American actor (born 1971)

Joshua Aaron Charles (born September 15, 1971) is an American film, television, and theater actor best known for playing Will Gardner on The Good Wife, a role which earned him two Primetime Emmy Award nominations. He also appeared in Sports Night, Dead Poets Society and Don't Tell Mom the Babysitter's Dead.

==Early life==
Joshua Aaron Charles was born on September 15, 1971 to Allan Charles, an advertising executive, and Laura Peyton.

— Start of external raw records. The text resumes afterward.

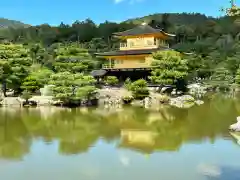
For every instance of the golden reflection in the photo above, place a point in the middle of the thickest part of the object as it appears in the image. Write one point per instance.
(146, 131)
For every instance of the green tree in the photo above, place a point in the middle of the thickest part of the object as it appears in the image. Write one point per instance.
(15, 65)
(221, 79)
(170, 67)
(139, 89)
(71, 88)
(111, 80)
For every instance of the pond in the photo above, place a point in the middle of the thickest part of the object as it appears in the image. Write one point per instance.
(125, 144)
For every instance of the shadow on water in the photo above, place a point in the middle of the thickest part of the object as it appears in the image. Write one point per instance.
(145, 131)
(225, 173)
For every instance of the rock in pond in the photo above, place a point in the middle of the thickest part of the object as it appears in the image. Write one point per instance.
(235, 127)
(185, 101)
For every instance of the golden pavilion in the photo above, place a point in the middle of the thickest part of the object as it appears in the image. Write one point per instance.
(136, 47)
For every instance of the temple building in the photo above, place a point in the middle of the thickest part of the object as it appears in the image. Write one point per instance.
(136, 47)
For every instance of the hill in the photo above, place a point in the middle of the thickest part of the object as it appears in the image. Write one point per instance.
(174, 18)
(4, 23)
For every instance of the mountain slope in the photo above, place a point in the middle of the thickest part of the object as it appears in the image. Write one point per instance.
(174, 18)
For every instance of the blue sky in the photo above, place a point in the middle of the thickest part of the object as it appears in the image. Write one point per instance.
(56, 11)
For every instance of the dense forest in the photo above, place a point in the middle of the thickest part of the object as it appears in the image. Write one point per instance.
(32, 56)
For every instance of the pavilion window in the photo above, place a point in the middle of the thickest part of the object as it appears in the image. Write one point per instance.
(155, 41)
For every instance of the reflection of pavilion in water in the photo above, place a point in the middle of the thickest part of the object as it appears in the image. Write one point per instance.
(146, 141)
(236, 136)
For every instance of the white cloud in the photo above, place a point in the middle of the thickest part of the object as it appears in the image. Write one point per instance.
(118, 1)
(129, 1)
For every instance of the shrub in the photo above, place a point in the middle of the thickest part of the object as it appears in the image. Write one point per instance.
(127, 99)
(139, 89)
(111, 80)
(127, 84)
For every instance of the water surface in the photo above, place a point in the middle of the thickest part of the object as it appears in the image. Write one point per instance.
(127, 144)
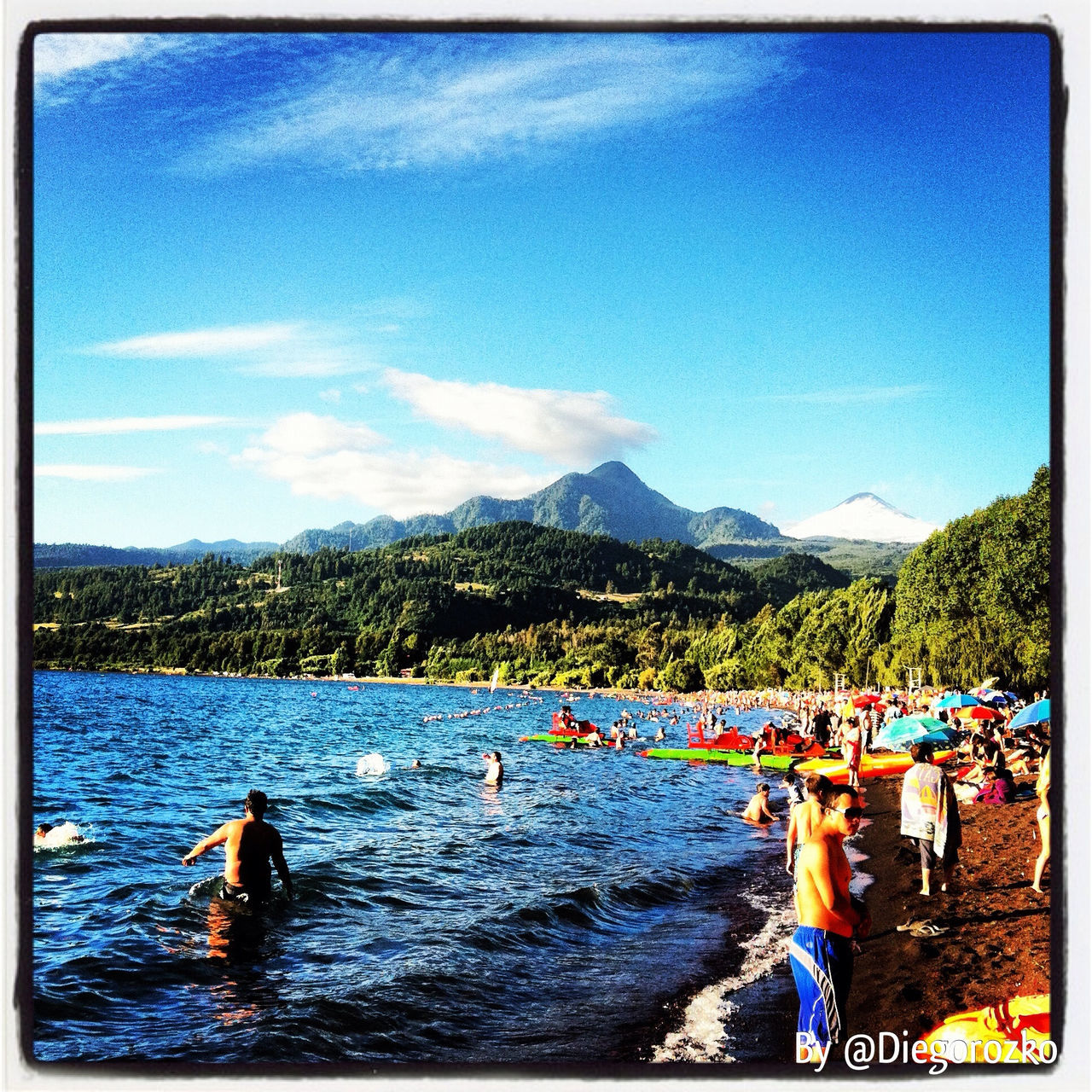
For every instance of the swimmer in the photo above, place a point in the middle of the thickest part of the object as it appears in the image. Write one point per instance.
(49, 837)
(496, 772)
(249, 845)
(758, 810)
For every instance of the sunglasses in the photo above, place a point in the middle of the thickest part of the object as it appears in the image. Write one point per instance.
(853, 812)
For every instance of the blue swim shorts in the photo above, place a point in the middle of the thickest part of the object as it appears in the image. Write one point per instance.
(822, 967)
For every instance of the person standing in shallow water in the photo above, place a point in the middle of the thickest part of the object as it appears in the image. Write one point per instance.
(495, 775)
(249, 845)
(820, 952)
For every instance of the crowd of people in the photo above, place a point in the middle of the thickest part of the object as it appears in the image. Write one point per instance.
(822, 815)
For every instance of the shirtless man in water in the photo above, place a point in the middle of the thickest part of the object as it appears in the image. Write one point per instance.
(758, 810)
(820, 952)
(249, 845)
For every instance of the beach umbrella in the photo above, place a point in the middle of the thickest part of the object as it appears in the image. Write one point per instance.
(1034, 713)
(865, 699)
(899, 735)
(958, 701)
(931, 722)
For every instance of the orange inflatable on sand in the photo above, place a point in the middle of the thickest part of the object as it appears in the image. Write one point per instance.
(1020, 1028)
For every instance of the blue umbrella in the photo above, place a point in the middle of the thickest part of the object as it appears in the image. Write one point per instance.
(1034, 713)
(958, 701)
(900, 734)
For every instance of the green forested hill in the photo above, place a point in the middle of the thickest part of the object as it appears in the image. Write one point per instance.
(552, 607)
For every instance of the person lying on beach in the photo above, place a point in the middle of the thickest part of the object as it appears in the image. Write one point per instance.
(249, 845)
(495, 775)
(820, 951)
(758, 810)
(997, 788)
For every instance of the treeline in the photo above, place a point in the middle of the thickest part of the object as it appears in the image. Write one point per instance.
(549, 607)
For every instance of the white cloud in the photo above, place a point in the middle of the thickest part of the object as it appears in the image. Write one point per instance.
(572, 428)
(437, 101)
(304, 433)
(221, 341)
(57, 55)
(90, 473)
(269, 348)
(112, 426)
(850, 396)
(322, 457)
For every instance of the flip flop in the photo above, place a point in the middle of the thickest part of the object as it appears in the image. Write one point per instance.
(927, 931)
(909, 926)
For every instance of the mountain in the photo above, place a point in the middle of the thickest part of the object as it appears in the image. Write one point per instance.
(864, 515)
(609, 500)
(73, 555)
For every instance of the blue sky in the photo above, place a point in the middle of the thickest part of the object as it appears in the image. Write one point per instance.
(282, 281)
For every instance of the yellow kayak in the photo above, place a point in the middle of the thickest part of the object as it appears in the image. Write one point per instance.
(872, 765)
(1018, 1030)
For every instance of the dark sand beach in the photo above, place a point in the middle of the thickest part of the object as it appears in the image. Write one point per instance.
(997, 943)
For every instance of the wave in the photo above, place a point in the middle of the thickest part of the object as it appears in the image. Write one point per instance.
(703, 1036)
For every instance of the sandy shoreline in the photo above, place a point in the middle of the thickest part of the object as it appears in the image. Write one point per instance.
(996, 944)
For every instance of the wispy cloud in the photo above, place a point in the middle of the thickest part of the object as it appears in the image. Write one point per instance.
(320, 456)
(423, 101)
(61, 55)
(90, 473)
(569, 427)
(305, 433)
(850, 396)
(268, 348)
(113, 426)
(219, 341)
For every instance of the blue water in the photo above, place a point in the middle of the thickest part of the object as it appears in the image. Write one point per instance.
(436, 919)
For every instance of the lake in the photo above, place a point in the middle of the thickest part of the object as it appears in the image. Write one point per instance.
(568, 916)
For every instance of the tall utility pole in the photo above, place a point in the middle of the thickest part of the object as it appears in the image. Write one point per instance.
(839, 685)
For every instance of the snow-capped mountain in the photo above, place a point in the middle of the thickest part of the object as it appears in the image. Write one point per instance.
(863, 515)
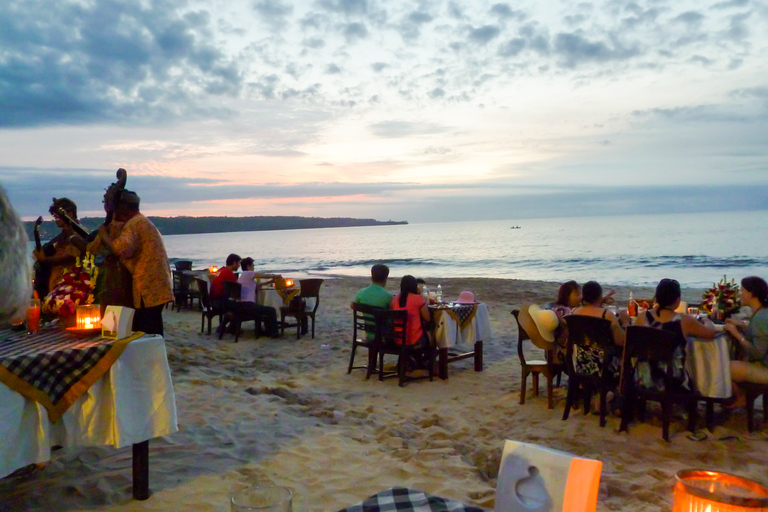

He is Jewish on his father's side and identifies as Jewish himself. He began his career performing comedy at the age of 9. As a teenager, he spent several summers at Stagedoor Manor Performing Arts Center in New York. He attended the Baltimore School for the Arts, where he was a classmate of Jada Pinkett and Tupac Shakur.

==Career==
===Film===
Charles's film debut was in John Waters's Hairspray in 1988. The following year, he starred alongside Robin Williams and Ethan Hawke in Dead Poets Society. He had also appeared in Don't Tell Mom the Babysitter's Dead, Threesome, Pie in the Sky, Muppets from Space, S.W.A.T, Four Brothers, After.Life, Crossing the Bridge, and Brief Interviews with Hideous Men.

===Television===
Charles played sports anchor Dan Rydell in Aaron Sorkin's Sports Night (1998–2000), for which he was nominated for the Screen Actors Guild Award. In 2008, Charles appeared in season one of HBO's In Treatment. He played a recurring role in The Good Wife, for which he was nominated for an Emmy Award twice; once in 2011 and another in 2014.

In 2011, Charles narrated the debut episode for NFL Network's A Football Life based on New England Patriots head coach Bill Belichick. In 2022, he starred in the HBO limited series We Own This City.

In May 2025, Charles joined the cast of the American remake of the British series Doc Martin called Best Medicine.

===Theatre===
Charles headlined a production of Jonathan Marc Sherman's Confrontation in 1986. In 2004, he appeared in the revival of Neil LaBute's The Distance from Here which received a Drama Desk Award for Best Ensemble Cast. In January 2006, he appeared in Richard Greenberg's The Well-Appointed Room at the Steppenwolf Theatre Company, Chicago and Caryl Churchill's A Number at the American Conservatory Theater, San Francisco. In 2007, he appeared in Adam Bock's The Receptionist at the Manhattan Theatre Club, New York City.

Charles appeared in the off-Broadway production of Annie Baker's The Antipodes at the Signature Theatre in 2017. He made his Broadway debut in Straight White Men by Young Jean Lee at the Hayes Theater in 2018.

===Others===
Charles appeared in Taylor Swift's music video for "Fortnight" in 2024, alongside his Dead Poets Society co-star Ethan Hawke.

==Personal life==
In September 2013, Charles married ballet dancer and author Sophie Flack. The couple lives in New York City. On December 9, 2014, Flack gave birth to the couple's first child, a son. On August 23, 2018, Charles revealed on his Instagram that Flack gave birth to their second child, a daughter.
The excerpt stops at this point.